La peur que le soleil s'affadisse plus encore sur l'horizon jusqu'à disparaître fit ainsi, du côté nord, revenir les défunts et, du côté sud, arriver orgies et inversions sociales. En toute hypothèse, selon Martyne Perrot (Ethnologie de Noël, chez Grasset) cette fête évoquant le soleil serait donc, comme la Saint-Jean, une fête du feu, ce que rappelle encore aujourd'hui la bûche qui n'a pas toujours été glacée.

Si l'on se trouve d'accord sur la période, la date même du 25 décembre est déjà plus problématique.
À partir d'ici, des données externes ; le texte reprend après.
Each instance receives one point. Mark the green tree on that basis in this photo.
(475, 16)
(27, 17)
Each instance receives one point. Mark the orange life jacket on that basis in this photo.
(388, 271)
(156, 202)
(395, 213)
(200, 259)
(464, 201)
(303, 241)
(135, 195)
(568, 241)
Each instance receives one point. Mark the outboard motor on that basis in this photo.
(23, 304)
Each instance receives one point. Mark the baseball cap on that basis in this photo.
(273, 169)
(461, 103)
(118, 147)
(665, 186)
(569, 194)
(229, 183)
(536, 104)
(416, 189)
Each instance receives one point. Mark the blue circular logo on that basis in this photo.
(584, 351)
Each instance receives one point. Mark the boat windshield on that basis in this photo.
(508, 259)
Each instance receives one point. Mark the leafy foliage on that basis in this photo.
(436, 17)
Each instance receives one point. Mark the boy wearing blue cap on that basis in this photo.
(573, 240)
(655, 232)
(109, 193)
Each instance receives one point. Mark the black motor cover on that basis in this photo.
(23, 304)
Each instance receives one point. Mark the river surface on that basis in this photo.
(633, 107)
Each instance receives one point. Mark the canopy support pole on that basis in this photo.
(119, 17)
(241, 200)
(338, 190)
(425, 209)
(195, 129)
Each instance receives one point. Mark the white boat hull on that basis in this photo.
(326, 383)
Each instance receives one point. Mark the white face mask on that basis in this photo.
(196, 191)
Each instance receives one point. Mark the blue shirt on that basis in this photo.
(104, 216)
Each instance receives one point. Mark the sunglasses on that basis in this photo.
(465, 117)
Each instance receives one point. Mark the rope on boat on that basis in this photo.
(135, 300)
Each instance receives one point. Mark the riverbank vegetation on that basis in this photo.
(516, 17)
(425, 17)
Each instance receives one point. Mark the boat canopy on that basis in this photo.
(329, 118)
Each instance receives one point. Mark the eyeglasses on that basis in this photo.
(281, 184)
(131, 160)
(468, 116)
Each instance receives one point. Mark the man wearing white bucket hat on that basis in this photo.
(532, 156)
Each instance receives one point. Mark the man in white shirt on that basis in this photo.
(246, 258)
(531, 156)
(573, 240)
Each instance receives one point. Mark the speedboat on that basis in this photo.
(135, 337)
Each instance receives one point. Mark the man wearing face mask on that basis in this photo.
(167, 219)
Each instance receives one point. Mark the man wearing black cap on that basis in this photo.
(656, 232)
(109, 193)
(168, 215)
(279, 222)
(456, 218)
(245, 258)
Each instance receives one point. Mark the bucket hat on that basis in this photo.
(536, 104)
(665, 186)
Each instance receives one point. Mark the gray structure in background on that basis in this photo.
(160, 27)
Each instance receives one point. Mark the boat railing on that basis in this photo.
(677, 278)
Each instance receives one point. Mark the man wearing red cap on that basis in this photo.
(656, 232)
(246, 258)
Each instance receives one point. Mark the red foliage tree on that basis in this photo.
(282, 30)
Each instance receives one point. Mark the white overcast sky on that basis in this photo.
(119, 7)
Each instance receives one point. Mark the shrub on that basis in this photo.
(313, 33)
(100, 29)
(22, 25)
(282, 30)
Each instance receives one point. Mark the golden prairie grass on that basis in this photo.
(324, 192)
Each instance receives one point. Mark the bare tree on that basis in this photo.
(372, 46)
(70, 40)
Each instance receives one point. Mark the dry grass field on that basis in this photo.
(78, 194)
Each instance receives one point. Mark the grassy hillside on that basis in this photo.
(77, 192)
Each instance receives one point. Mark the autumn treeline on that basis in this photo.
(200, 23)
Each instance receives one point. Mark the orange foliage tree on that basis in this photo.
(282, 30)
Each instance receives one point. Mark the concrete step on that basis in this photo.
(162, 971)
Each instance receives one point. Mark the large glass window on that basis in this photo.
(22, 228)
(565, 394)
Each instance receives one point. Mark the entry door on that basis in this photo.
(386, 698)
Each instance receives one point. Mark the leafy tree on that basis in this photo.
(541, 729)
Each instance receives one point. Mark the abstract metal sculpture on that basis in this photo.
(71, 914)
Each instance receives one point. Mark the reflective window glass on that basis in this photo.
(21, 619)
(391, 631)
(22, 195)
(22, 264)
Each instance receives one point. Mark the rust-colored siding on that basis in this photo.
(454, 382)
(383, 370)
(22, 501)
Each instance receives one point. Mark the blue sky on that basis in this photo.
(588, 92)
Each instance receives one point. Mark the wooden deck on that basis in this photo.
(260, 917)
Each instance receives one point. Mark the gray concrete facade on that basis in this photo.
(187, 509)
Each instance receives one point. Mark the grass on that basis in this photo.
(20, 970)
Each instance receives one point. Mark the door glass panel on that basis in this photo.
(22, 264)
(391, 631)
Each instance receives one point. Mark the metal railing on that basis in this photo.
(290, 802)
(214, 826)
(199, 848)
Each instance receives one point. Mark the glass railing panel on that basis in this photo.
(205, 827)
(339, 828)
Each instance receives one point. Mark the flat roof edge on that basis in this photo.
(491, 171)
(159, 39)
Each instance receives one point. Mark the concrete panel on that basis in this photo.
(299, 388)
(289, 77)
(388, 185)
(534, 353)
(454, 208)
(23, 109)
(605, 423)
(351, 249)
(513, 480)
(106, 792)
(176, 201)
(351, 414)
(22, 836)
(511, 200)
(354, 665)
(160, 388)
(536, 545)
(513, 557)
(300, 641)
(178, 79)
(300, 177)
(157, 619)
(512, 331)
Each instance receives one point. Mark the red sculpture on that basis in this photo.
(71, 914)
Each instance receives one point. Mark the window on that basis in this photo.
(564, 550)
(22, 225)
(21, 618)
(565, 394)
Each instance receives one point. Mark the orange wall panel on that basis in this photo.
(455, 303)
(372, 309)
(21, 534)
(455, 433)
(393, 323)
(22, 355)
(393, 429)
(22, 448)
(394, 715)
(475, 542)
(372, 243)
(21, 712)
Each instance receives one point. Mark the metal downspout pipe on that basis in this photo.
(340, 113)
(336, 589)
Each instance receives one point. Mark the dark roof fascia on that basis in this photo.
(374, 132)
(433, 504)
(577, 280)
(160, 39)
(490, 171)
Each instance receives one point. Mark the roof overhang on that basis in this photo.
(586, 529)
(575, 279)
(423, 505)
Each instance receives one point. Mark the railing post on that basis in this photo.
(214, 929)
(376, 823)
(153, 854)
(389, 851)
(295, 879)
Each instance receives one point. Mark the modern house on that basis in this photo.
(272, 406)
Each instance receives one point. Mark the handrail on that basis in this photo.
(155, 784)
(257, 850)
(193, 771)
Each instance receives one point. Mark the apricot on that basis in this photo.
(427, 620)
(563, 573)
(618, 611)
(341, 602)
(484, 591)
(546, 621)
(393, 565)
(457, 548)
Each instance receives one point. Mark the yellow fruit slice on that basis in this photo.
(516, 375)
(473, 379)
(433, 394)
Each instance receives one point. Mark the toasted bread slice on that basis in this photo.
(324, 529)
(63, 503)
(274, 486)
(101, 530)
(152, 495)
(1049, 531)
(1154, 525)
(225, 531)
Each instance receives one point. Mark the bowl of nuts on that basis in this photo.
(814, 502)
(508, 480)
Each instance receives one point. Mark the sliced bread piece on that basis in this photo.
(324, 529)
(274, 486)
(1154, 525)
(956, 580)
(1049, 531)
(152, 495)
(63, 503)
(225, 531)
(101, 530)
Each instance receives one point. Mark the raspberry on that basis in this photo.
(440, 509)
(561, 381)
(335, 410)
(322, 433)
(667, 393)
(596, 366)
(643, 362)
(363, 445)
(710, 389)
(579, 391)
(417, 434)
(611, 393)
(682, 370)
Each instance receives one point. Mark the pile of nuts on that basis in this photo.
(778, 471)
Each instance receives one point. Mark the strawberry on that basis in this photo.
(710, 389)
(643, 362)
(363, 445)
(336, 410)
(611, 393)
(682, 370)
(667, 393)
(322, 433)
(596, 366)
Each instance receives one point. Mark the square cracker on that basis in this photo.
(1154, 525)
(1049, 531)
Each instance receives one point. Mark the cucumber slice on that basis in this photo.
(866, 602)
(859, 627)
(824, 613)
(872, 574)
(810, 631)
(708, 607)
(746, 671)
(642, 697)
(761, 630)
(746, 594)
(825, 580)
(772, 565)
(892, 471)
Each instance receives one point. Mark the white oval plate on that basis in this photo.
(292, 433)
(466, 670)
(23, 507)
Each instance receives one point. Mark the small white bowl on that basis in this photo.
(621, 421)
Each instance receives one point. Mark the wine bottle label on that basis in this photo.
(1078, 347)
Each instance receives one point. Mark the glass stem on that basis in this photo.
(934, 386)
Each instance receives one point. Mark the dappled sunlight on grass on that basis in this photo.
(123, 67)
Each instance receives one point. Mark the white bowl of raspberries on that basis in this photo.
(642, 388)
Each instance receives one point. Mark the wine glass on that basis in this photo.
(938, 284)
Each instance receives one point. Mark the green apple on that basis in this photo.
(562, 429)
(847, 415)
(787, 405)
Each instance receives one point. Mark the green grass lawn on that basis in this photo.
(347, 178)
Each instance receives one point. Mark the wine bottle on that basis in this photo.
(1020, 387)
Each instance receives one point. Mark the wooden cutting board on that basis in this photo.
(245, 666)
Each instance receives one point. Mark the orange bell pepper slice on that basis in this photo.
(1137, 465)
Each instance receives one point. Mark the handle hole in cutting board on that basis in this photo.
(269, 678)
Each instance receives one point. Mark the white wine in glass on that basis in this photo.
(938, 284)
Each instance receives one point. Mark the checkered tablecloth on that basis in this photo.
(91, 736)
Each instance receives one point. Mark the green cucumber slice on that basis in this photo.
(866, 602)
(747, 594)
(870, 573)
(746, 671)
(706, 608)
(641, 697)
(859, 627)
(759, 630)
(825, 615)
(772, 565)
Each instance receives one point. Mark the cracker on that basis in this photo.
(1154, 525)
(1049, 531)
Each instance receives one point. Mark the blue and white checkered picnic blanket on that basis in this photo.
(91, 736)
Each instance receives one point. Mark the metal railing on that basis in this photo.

Selon toute probabilité, en effet, le solstice d'hiver prend place le 21 et non pas le 25… Beaucoup ont glosé là-dessus et notamment Van Gennep, l'homme des rites de passage. Certains, comme d'habitude, expliquèrent ce changement de date par un mauvais calcul des Anciens. D'autant qu'il n'y avait, rien, dans les Évangiles, qui souligne ou signale cette date. Plus que cela, durant les trois premiers siècles du christianisme, l'on se garda bien de célébrer autre chose que la mort du Christ. La naissance, si l'on peut dire, vint plus tard.

On hésita alors sur le jour précis. Parmi les hypothèses qui circulèrent, le 6 janvier accueillit assez longuement les faveurs des exégètes, tandis que d'autres, signalant que la présence de bergers autour de la crèche ne s'imposait pas en hiver, renvoyèrent la date au mois de mars, le 28 assez exactement. C'est l'Empereur Constantin qui, vers 336, fixa définitivement la naissance de Jésus au 25 décembre.

L'étymologie du mot amène d'autres surprises. En gros, trois possibilités : la latin "nativitas", le gaulois "Noio Hel" et le latin, de nouveau, "novella". Nativitas est clairement la source d'où émanent le "Natal" portugais, le "Nativitad" espagnol ou l'italien "Natale". Cette famille de mots renvoie par exemple aussi à naïf, nation ou naturalisation. Mais le O de Noël, dans l'acception française, a fait s'arracher les cheveux des linguistes. Le mot dériverait-il alors de "novella" où le O est bien présent, cette fois ? Ce "novella" (nouvelle) semble en tout cas avoir ouvert la porte à l'expression médiévale "Noël" que l'on clamait lors de l'irruption d'une bonne nouvelle : la naissance d'un prince héritier, par exemple. La dernière possibilité est donc ce "Noio Hel", d'origine gauloise et signifiant "nouveau soleil" dont la sonorité, il est vrai, est fort cousine du mot actuel. D'évidence, cette hypothèse nous renvoie, une fois encore, au solstice d'hiver.

Ce serait donc cela, Noël, un moment de confusion historique et linguistique : une remise-reprise de la tradition en même temps qu'un syncrétisme étymologique.

On s'en voudrait de terminer là-dessus, et de ne pas compliquer encore un peu l'affaire. Chacun sait que Noël est l'anagramme de Léon. On croit à tort, souvent, qu'il s'agit aussi d'un palindrome. Que nenni. Avec Jean-Pierre Colignon, admettons qu'il est bien question ici d'un anacycle. Le palindrome se lit dans les deux sens, comme radar ou Laval, les deux plus connus. L'anacycle, lui se lit de droite à gauche et de gauche à droite. Nous vous prions, désormais, de ne plus entretenir la confusion.